A couple of months passed, and I began to wonder if I’d ever work again. This was not exactly my peak of self-esteem. I’d see panhandlers on the street and identify strongly with them. I thought, There but for the grace of God go I.
Speaking of the grace of God, one day I ran into an old friend from Fordham University on the street. Francis X. Maguire had worked with me at the college radio station. He had a job selling jingles. Frank had even tried to sell me a jingle when I was running the pay-TV station in Hartford. But now he was working, and I wasn’t. So he gave me names of contacts, even went with me to see some New York broadcasting executives.
Believe it or not, a few weeks later, my old friend Frank became a New York broadcasting executive himself. ABC Radio hired him to co-produce a new show called Flair Reports. For on-air talent, they were looking to hire five or six people to do news sidebars. Since they wanted the show to be new and different, they didn’t want people with a lot of news experience. I certainly qualified for that.
Frank urged me to come by the next week for an audition. “Write something and bring it in,” he said.
“What should I write?” I asked. I’d never written more than a business letter.
“Write about whatever interests you,” Frank told me. “Be yourself.”
In The New York Times, I found what I thought was the perfect story. It was the obituary of a 100-year-old former Metropolitan Opera diva. She had last sung half a century, half a lifetime, ago.
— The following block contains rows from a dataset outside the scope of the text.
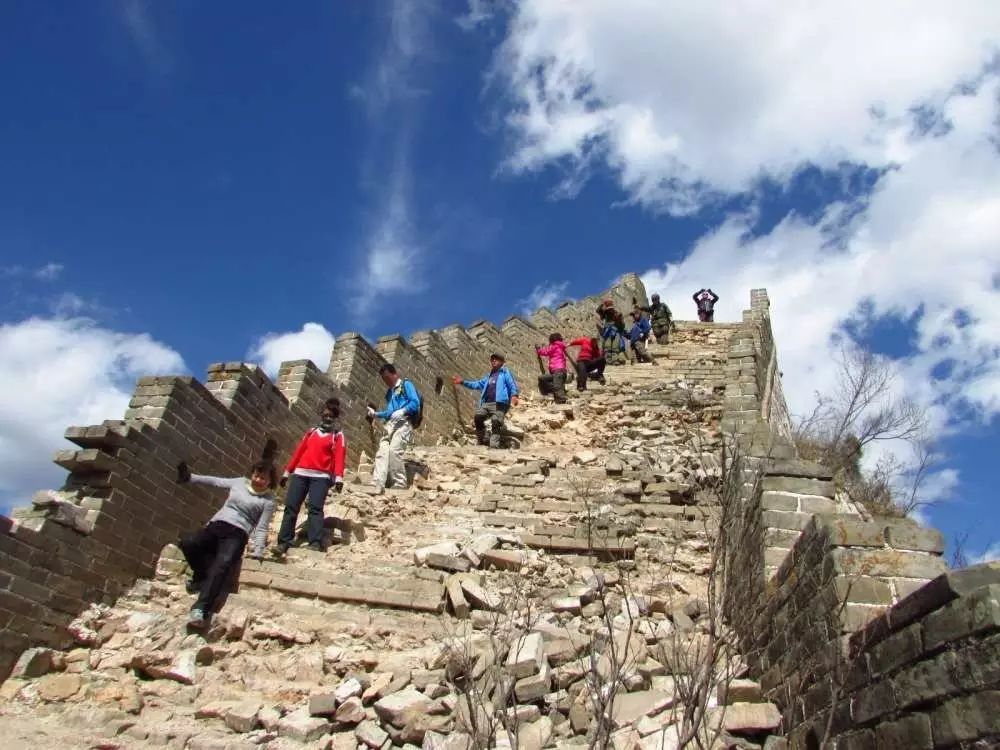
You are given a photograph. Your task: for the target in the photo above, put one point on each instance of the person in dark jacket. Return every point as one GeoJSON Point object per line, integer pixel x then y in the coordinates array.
{"type": "Point", "coordinates": [661, 319]}
{"type": "Point", "coordinates": [705, 299]}
{"type": "Point", "coordinates": [637, 336]}
{"type": "Point", "coordinates": [589, 363]}
{"type": "Point", "coordinates": [498, 393]}
{"type": "Point", "coordinates": [214, 552]}
{"type": "Point", "coordinates": [316, 465]}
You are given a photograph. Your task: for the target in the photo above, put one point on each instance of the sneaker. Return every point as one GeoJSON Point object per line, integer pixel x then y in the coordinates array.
{"type": "Point", "coordinates": [197, 619]}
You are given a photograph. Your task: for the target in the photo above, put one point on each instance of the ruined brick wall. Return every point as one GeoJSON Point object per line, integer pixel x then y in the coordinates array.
{"type": "Point", "coordinates": [858, 633]}
{"type": "Point", "coordinates": [120, 504]}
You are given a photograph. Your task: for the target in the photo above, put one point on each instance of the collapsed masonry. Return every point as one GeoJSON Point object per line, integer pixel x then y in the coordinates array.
{"type": "Point", "coordinates": [560, 594]}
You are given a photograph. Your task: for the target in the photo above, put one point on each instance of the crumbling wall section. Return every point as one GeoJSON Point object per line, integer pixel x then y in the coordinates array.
{"type": "Point", "coordinates": [120, 503]}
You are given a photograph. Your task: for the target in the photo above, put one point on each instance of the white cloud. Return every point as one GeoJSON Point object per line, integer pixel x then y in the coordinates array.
{"type": "Point", "coordinates": [924, 246]}
{"type": "Point", "coordinates": [989, 554]}
{"type": "Point", "coordinates": [60, 372]}
{"type": "Point", "coordinates": [137, 18]}
{"type": "Point", "coordinates": [543, 295]}
{"type": "Point", "coordinates": [313, 342]}
{"type": "Point", "coordinates": [392, 250]}
{"type": "Point", "coordinates": [686, 100]}
{"type": "Point", "coordinates": [48, 272]}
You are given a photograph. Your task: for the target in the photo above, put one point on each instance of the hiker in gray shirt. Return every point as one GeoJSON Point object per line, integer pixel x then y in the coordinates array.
{"type": "Point", "coordinates": [214, 551]}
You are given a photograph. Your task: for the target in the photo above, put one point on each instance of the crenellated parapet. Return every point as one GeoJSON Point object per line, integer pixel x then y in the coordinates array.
{"type": "Point", "coordinates": [120, 503]}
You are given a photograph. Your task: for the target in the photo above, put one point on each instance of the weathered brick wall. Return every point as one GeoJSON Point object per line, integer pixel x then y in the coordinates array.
{"type": "Point", "coordinates": [926, 673]}
{"type": "Point", "coordinates": [120, 503]}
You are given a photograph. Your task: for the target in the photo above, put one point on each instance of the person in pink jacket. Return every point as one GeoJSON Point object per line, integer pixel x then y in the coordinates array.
{"type": "Point", "coordinates": [555, 353]}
I did my best to rough out some copy.
At my audition, I read the story into the microphone, feeling as if my mouth were full of cotton. I could see the producers in the control room. Frank was the only one smiling. The others looked at me with No in their eyes. What did they care about a dead diva?
I left the studio dejected, knowing that I’d just done a terrible audition and blown a good opportunity. Frank caught up with me as I was walking down the hall. He looked me right in the eye and said, “You’re hired. I know you can do this.” His colleagues didn’t want to hire me, but Frank had insisted. He knew what I could do, even if they didn’t. Even if I didn’t.
The same day he also hired a 23-year-old desk assistant from a local radio station, who hadn’t been allowed on the air there even once. Frank was a pretty good judge of talent, though. The kid was Ted Koppel. Anyway, that’s how I went, at age 30, from being one of the youngest TV-station general managers in the country to being its oldest cub radio reporter. I stayed at ABC doing Flair Reports and hourly newscasts for five years.
In 1967, I moved over to CBS. I started at WCBS radio in New York, where I did newscasts in the middle of Pat Summerall’s morning disc jockey show. (I know it’s hard to believe, but it’s true!) Then the station changed formats to all-news, and I became an anchor for the first time. Pat Summerall did the sports cut-ins. While still at WCBS, I began doing a radio network feature, Newsbreak.
One thing led to another, and I moved full-time to CBS News. Those were the days of Cronkite, Collingwood, Sevareid, Moyers and Kuralt. I was the only CBS newsman I’d never heard of. My first TV newscast, filling in for Roger Mudd on a Saturday evening, was painful. I had never anchored TV news before, anywhere. I was so nervous and bad that Mike Wallace called me into his office and gave me some pointers. Helpful they were, too.
This led in due course to The Osgood File and then six years ago, when Charles Kuralt retired, to CBS News Sunday Morning, a broadcast that seeks to show the positive, noble side of human nature. While not every single one of our stories has a happy ending, we try to make each one uplifting.
I consider myself the luckiest man in broadcasting. But believe me, it didn’t come easily. Maybe I was meant to do this, but I had to be dragged into it kicking and screaming. Good thing the Lord stuck with me, or else I might never have found the work I love. And that, I have to say, is one of the happiest endings I know.